8 young people die every day in distracted driving accidents

The phone buzzes in your pocket on the way to the store. You’re driving down a four-lane road, a route you take every day. It’s just a mile and a half to the store, but you don’t want to wait.

Do you dig the phone out and see who texted you? To save time, do you send that reply before you park? On a familiar road, do you think you can easily text and drive because this is an “easy” drive?

A lot of people do … And a lot of people crash

In fact, some studies have shown that around 3,000 young drivers, many of whom are teens, get killed annually in accidents caused by distraction. Technically, a distraction is far more than texting, encompassing anything that splits attention between the road and that activity. Certainly, though, texting is a huge culprit in the smartphone age.

It’s often easier to think of statistics based on their daily average. If 3,000 people die annually, that’s about eight young people passing away daily, or one every three hours.

Shockingly, distracted driving is now so common it’s more dangerous than drunk driving. These completely avoidable accidents kill around 2,700 teenagers every year.

The newest danger since drunk driving

Parents put a lot of time into telling their kids not to drive drunk. Schools chime in. Police run awareness campaigns. These are important, but parents, schools and authorities must realize that a teen with a cellphone is more likely to cause a deadly accident than a teen with a beer.

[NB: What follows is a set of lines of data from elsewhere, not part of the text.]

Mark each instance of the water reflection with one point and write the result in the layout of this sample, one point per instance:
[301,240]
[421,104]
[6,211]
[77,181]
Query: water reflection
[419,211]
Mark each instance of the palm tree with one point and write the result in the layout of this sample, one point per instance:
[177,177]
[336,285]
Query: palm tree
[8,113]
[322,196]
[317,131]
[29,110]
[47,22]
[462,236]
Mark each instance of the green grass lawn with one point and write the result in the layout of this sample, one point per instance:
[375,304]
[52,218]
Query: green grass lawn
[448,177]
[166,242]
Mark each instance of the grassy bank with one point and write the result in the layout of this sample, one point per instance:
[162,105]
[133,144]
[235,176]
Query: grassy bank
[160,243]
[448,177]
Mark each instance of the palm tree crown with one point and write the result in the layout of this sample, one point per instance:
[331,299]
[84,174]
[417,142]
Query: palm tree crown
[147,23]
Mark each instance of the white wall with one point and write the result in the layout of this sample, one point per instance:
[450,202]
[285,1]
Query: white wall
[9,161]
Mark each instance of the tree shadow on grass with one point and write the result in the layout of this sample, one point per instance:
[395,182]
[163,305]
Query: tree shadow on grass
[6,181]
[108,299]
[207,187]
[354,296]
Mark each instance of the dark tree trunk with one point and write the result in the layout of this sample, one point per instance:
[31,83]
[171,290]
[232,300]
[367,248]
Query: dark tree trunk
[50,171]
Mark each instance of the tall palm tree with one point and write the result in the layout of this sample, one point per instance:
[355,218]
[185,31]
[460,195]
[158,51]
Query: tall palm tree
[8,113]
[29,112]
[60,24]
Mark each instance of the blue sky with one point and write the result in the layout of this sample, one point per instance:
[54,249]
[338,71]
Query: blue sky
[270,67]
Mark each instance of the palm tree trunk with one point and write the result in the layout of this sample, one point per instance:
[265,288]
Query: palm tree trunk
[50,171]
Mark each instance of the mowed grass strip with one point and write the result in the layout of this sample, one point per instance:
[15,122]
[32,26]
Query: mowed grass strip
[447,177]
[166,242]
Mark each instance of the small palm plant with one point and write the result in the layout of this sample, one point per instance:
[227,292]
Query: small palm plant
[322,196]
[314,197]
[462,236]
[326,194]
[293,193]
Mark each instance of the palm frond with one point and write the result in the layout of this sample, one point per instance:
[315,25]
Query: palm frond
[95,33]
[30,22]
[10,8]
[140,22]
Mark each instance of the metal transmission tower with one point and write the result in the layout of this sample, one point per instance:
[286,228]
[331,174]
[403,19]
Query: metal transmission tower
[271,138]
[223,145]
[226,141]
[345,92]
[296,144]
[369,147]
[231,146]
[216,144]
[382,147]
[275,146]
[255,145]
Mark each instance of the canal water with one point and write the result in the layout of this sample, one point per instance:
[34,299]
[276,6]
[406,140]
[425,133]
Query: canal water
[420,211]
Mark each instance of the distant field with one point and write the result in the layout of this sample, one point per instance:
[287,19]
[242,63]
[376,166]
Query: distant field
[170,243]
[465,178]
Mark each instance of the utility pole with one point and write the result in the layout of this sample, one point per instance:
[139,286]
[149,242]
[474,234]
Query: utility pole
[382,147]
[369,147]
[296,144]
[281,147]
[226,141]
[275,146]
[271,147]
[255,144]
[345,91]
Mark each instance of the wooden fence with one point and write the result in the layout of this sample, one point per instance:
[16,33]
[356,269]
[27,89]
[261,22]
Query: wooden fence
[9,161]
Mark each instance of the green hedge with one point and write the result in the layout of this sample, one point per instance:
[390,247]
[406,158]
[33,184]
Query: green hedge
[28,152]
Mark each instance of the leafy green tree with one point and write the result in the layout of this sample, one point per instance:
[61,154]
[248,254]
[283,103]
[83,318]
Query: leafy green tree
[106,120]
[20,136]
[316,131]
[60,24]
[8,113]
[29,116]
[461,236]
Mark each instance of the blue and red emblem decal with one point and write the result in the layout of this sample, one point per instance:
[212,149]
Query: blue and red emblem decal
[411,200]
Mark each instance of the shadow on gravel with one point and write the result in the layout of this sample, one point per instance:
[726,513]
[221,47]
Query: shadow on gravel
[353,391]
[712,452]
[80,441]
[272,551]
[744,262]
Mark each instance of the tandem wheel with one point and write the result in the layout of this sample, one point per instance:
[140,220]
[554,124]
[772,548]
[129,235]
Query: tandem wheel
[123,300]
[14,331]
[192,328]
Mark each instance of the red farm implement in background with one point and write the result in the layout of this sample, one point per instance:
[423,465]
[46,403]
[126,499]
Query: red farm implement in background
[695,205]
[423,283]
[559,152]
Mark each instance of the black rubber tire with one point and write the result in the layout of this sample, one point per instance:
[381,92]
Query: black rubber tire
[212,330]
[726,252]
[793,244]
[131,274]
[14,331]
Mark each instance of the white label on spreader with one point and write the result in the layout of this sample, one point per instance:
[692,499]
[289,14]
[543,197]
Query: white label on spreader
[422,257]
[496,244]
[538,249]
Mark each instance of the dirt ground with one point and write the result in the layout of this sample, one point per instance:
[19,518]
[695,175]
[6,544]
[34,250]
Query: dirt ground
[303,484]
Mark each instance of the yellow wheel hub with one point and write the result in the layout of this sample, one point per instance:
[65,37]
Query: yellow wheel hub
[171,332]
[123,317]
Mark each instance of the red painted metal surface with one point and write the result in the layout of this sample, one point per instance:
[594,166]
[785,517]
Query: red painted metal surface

It’s not just teens, but there’s a reason to focus on them specifically. Studies have found that no other age group has as many distracted drivers. About 10 percent of all of the fatal wrecks involving distraction included those between 15 and 19.

Experts point out that the allure is to do it quickly. Teens may not keep staring down at the phone for five seconds, driving the length of a football field without looking at the road. They may not carry out extensive conversations.

They may just try to take a peek

It’s that “it won’t happen to me” mentality. It’s the phone buzzing on a familiar road. Sure, you know the risk is there, but certainly you can fish your phone out and glance down, just to see who sent the message. Or even to see what it says. Surely that’s not enough to cause a crash, right?

The statistics show that it absolutely is. Thousands of people get killed every year. More than a dozen young people die every two days. Texting and driving is incredibly risky, it’s negligent and it’s important for families to know their rights in the wake of an avoidable and tragic crash.